Он пошел вниз готовить машину, а я развязал пояс, перевернулся и встал на дрожащие ослабшие ноги. Сверкая голой задницей из-под больничного халата, я поплелся, словно Франкенштейн, по коридору. Медсестры с ума посходили и кричали, что мне нельзя никуда уходить еще две недели, но мне было наплевать. Каким-то образом я спустился по лестнице, а Хиллел помог мне залезть в машину. Перед тем как идти домой, я уговорил его отвезти меня к зданию, где так облажался, чтобы понять, что же я сделал не так.

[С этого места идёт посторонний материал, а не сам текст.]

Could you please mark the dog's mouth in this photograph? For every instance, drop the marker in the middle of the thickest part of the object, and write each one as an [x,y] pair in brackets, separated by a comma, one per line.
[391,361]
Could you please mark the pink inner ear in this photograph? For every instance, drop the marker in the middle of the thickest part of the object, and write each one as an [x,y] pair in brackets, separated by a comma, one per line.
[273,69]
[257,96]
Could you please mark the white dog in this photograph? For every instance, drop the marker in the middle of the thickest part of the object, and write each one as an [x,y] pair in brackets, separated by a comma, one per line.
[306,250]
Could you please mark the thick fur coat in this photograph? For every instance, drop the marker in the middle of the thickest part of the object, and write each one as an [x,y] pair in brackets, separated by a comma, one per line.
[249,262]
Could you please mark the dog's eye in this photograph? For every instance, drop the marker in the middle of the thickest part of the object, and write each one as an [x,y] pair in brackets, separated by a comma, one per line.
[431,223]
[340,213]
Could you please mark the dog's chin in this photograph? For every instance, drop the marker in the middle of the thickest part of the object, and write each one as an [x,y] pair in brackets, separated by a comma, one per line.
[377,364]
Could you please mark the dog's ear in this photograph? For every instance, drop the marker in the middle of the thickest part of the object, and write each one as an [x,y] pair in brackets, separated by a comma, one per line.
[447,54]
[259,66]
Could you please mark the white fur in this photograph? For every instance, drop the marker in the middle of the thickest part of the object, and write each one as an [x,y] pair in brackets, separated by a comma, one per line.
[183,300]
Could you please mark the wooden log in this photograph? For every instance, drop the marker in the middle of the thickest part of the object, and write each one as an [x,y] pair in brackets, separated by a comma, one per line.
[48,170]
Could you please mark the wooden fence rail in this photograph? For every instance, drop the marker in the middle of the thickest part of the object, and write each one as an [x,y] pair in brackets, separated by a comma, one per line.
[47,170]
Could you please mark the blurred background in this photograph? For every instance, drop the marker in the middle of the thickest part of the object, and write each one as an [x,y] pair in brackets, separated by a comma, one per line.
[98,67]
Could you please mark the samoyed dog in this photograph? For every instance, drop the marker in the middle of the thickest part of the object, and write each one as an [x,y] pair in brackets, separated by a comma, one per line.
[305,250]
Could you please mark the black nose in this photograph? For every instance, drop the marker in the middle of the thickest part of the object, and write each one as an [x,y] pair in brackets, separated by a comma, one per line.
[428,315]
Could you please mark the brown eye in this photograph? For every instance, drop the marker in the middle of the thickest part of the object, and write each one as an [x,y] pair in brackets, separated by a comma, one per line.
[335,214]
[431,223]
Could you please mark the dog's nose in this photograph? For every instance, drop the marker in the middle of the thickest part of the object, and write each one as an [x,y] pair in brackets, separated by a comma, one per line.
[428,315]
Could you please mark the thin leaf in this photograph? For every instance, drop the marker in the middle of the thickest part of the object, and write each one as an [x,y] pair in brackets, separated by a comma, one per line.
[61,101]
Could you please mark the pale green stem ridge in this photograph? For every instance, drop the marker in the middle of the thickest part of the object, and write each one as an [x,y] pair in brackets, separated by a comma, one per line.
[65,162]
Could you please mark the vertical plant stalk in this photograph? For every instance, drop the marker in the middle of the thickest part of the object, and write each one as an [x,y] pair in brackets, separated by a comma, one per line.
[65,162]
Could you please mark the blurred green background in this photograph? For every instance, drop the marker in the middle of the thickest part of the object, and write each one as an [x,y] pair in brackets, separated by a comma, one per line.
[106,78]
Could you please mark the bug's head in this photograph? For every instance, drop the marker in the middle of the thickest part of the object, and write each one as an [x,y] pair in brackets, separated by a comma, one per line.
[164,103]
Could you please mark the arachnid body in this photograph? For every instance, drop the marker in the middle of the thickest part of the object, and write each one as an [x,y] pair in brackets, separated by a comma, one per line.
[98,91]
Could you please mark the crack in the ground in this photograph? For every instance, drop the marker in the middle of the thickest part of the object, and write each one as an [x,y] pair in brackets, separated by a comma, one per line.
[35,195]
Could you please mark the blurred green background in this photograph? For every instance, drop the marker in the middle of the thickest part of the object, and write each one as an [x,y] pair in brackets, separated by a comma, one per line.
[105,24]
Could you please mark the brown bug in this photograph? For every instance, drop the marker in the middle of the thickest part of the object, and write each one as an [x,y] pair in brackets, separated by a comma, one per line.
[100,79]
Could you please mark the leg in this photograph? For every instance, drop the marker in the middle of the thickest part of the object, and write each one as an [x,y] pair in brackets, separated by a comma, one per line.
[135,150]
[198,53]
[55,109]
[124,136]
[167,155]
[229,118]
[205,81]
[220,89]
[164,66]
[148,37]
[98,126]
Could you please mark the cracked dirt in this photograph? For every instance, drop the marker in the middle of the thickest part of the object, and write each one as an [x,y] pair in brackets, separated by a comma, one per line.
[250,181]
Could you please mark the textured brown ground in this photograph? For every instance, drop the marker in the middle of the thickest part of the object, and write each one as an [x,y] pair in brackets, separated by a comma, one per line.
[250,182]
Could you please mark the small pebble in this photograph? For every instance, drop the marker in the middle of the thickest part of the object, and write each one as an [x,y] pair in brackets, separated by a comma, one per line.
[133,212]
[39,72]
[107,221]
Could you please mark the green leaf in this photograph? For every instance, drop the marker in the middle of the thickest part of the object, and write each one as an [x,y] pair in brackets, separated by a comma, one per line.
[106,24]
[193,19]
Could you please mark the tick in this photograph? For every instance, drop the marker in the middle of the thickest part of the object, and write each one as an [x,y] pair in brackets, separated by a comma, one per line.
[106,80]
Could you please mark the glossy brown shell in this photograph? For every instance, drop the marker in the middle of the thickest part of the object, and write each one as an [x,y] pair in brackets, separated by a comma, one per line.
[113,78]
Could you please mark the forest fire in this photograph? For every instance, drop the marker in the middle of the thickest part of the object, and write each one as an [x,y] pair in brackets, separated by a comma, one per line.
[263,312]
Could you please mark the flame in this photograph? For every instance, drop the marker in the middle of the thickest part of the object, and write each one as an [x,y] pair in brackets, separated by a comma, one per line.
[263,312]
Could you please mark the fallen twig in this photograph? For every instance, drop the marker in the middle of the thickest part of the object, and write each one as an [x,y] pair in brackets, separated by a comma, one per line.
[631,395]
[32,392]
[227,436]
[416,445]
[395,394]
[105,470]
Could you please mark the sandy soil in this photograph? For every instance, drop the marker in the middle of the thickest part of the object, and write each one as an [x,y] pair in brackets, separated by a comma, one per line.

Следующие несколько недель я провел в своей постели в горизонтальном положении. Несколько раз мне наносила милые визиты подруга моего отца по имени Ларк – красивая, относительно успешная, двадцати с небольшим лет актриса. Она приходила, когда ей в голову взбредало: в течение дня, поздно ночью, когда угодно. И все для того, чтобы сексуально лечить меня. Ко мне вернулся мой корсет, и приходилось все время напоминать ей быть очень аккуратной, но каждый раз эта дикая банши-нимфоманка скакала на мне как безумная. Это делало мое выздоровление чуть более приятным.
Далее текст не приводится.